Participants were explicitly asked whether they preferred “palliative care” or “supportive care.” Eight participants (24%) initially expressed a preference; among these, all preferred “supportive care.” At follow-up, about two-thirds of participants (9/14) expressed a preference; among these, almost 80% (7/9) preferred “supportive care.” One patient at follow-up shared, “I still feel better about Supportive care because I think it’s going to be very hard to break the association of Palliative care with end-of-life care.” At follow-up, a caregiver commented, “Supportive care is less ominous than Palliative care.”

DISCUSSION:

This qualitative study contributes knowledge about perceptions of “palliative care” versus “supportive care” among patients with a hematologic malignancy and their informal caregivers before and after they received an integrated program of primary and specialist palliative care throughout their cancer care. It is especially important to understand the views of patients with hematologic malignancies, for whom referral to specialist palliative care is typically delayed and less frequent compared to patients with solid tumors.910 “Palliative care” was associated by some patients and caregivers with death/end-of-life care, and the term evoked apprehension initially and after participating in this clinical program. No patient or caregiver felt apprehensive about “supportive care.” Among those who had a preference, the majority of participants preferred “supportive care” initially and at follow-up. Following this study, our consultative service name (and all associated signage) was changed from “palliative care” to “supportive care.”

Prior literature also suggests a preference for “supportive care” among patients. A recent survey of oncology patients admitted to an Australian tertiary academic hospital revealed that 40% felt frightened and 29% felt hopeless about referral for “palliative care” services, and 50% felt more comfortable with referral to “supportive care” services.11 In a study of solid tumor patients receiving an early palliative care intervention, even those who reported improved quality of life felt that “palliative care” carried a stigma and emphasized the need for this term to be reframed and better explained by health care professionals.12

This study had several limitations. The patients and caregivers we interviewed received care in one clinic in a dedicated cancer center. The sample size was limited, particularly for the caregivers, who were not consistently present at follow-up clinic visits. However, thematic saturation was achieved, and no participant declined the interview. Other strengths include the use of written guides to standardize the interviews and participation of an interdisciplinary team in the coding process.

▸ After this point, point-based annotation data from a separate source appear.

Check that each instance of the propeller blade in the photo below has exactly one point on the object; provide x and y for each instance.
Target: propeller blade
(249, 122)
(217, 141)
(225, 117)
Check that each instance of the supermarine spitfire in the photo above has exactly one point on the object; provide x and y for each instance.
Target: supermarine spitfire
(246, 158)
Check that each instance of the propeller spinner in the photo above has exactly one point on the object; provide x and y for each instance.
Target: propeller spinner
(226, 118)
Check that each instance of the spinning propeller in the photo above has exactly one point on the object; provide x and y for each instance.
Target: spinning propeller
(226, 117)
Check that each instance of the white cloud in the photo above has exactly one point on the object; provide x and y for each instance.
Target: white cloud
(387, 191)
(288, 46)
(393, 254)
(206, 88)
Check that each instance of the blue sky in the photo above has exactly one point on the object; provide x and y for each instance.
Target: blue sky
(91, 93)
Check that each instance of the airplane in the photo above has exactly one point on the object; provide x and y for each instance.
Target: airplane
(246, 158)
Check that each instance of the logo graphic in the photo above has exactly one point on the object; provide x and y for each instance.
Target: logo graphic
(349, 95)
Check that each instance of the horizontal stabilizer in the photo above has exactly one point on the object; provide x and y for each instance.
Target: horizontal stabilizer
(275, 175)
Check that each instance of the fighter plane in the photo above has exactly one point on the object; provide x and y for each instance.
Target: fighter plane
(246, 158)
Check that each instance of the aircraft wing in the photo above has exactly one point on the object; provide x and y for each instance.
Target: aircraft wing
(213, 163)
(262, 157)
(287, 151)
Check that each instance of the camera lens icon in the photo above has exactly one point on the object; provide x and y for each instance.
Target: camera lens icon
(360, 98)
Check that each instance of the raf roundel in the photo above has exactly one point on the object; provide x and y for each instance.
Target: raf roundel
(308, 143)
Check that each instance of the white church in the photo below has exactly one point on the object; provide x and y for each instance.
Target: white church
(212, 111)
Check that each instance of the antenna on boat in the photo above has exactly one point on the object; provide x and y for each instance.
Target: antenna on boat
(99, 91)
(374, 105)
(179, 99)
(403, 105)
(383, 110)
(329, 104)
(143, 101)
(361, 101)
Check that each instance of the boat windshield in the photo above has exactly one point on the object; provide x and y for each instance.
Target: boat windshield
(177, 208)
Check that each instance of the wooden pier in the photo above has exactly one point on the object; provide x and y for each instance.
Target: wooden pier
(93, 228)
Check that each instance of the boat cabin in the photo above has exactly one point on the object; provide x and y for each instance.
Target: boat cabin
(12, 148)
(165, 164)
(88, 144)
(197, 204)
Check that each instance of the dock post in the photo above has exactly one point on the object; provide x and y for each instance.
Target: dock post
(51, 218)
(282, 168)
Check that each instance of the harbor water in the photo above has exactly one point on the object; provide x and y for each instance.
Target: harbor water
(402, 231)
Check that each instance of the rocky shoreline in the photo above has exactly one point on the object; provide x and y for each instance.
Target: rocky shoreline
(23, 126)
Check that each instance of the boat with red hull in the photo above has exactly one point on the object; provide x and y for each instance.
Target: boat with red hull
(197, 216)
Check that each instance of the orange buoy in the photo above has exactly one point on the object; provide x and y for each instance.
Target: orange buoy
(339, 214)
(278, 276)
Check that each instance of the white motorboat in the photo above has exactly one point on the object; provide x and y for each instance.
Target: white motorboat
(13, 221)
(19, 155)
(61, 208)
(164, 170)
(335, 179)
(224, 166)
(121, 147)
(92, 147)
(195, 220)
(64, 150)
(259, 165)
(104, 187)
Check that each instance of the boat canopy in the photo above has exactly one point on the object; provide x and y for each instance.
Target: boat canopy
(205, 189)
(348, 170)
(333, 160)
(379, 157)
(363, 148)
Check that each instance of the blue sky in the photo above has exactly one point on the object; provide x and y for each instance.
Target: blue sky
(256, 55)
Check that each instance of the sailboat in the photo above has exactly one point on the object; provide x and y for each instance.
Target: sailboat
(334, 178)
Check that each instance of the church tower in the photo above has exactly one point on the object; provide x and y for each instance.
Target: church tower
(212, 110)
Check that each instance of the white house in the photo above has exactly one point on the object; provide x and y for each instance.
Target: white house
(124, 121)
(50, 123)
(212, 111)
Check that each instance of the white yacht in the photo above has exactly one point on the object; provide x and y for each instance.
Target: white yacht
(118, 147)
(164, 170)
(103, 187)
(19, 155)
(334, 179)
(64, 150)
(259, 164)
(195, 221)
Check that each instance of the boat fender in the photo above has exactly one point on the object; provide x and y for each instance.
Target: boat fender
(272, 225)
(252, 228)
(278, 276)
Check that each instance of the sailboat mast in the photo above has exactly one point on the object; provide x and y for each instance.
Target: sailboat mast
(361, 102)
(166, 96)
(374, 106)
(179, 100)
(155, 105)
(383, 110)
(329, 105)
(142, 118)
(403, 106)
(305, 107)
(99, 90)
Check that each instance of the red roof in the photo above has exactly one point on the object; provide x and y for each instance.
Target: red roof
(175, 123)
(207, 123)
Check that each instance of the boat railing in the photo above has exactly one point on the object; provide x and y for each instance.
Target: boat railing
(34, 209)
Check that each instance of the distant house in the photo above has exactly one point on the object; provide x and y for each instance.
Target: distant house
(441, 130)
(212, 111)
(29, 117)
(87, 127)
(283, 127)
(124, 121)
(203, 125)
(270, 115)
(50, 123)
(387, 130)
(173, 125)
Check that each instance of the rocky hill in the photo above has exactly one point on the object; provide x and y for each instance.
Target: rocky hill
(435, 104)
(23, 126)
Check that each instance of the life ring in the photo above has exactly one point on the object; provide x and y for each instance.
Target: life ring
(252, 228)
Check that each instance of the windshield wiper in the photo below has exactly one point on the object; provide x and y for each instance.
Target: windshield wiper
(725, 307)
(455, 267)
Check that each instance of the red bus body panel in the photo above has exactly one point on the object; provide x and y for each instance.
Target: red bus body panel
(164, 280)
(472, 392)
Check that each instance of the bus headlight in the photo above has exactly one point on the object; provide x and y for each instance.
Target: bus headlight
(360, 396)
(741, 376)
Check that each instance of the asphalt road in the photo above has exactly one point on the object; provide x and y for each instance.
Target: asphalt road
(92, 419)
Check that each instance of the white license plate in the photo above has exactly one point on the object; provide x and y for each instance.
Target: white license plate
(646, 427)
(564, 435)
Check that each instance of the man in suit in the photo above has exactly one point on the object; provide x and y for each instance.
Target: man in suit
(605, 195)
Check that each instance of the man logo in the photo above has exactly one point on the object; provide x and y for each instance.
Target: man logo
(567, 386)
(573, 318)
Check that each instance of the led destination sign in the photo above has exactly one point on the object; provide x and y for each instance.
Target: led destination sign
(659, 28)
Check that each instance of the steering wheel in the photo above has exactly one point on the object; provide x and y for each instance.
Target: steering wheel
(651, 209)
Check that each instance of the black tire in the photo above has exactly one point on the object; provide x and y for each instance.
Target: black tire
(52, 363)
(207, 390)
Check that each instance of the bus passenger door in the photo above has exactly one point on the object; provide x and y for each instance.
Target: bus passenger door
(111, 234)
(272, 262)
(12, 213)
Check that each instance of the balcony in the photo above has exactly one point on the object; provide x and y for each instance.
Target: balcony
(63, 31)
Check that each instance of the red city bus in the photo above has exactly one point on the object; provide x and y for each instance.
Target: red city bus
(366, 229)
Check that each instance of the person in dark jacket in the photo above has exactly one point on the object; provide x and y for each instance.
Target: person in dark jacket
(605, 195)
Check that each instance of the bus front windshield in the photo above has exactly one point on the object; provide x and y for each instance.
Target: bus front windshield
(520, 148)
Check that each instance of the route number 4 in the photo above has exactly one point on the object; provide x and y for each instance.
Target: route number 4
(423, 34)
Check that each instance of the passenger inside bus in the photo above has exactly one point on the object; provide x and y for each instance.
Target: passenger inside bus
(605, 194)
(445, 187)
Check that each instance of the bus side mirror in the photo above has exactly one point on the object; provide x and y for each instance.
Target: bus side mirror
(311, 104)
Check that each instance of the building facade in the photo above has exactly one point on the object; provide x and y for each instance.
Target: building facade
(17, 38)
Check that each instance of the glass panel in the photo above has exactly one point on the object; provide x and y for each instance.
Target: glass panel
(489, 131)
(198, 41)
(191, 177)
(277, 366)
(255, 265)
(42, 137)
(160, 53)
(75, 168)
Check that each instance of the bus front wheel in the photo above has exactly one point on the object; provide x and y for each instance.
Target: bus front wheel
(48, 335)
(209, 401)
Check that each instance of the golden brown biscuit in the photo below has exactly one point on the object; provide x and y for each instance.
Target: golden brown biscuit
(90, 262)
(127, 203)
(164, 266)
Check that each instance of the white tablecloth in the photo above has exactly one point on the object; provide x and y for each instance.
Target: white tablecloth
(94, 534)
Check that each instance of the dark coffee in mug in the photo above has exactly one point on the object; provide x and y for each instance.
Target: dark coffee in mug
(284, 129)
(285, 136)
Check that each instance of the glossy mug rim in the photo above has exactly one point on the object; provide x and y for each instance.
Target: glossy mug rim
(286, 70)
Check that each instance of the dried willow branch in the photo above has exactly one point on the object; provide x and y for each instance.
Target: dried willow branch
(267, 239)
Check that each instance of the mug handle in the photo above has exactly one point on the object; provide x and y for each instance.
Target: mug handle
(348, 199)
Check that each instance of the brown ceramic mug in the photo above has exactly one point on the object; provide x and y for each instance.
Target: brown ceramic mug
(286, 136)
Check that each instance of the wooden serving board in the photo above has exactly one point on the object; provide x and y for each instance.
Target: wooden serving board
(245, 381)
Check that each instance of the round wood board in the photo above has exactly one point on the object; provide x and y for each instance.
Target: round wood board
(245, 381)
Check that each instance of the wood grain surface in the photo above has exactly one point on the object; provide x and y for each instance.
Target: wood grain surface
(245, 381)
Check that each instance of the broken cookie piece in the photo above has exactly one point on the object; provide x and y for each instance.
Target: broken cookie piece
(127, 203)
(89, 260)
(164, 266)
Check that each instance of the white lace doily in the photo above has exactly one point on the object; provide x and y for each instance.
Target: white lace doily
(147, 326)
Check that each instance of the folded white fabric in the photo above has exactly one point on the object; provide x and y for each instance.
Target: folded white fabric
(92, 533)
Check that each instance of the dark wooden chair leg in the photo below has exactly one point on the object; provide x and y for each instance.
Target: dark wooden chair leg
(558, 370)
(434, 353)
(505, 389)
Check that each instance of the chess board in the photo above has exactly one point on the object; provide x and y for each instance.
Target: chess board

Within the field itself, the term “palliative care” is still embraced by many, and the growth of programs using this term to describe their services continues at a rapid pace.1315 Education of patients and caregivers and broader efforts to destigmatize palliative care and normalize its integration throughout cancer care have contributed to wider acceptance and access. At the same time, findings from this study suggest that patients and families with cancer might be more receptive to and less apprehensive about “supportive care,” particularly when these services are introduced at diagnosis by the primary oncology team as a routine part of cancer care.

DISCLOSURES & ACKNOWLEDGEMENTS:

All authors have no relevant conflicts of interest to disclose. A.V.D. was the Frances Young Tang Research Fellow in Palliative Medicine at Memorial Sloan Kettering Cancer Center from 2016 to 2017. This project was supported in part by the Charles Hallac Fund for Palliative Care in Oncology at Memorial Sloan Kettering Cancer Center. This research was funded in part through the NCI MSK Cancer Center Support Grant/Core Grant P30 CA008748. This work was presented in abstract form at the American Academy of Hospice and Palliative Medicine Annual Assembly, Orlando, FL, March 13-16, 2019.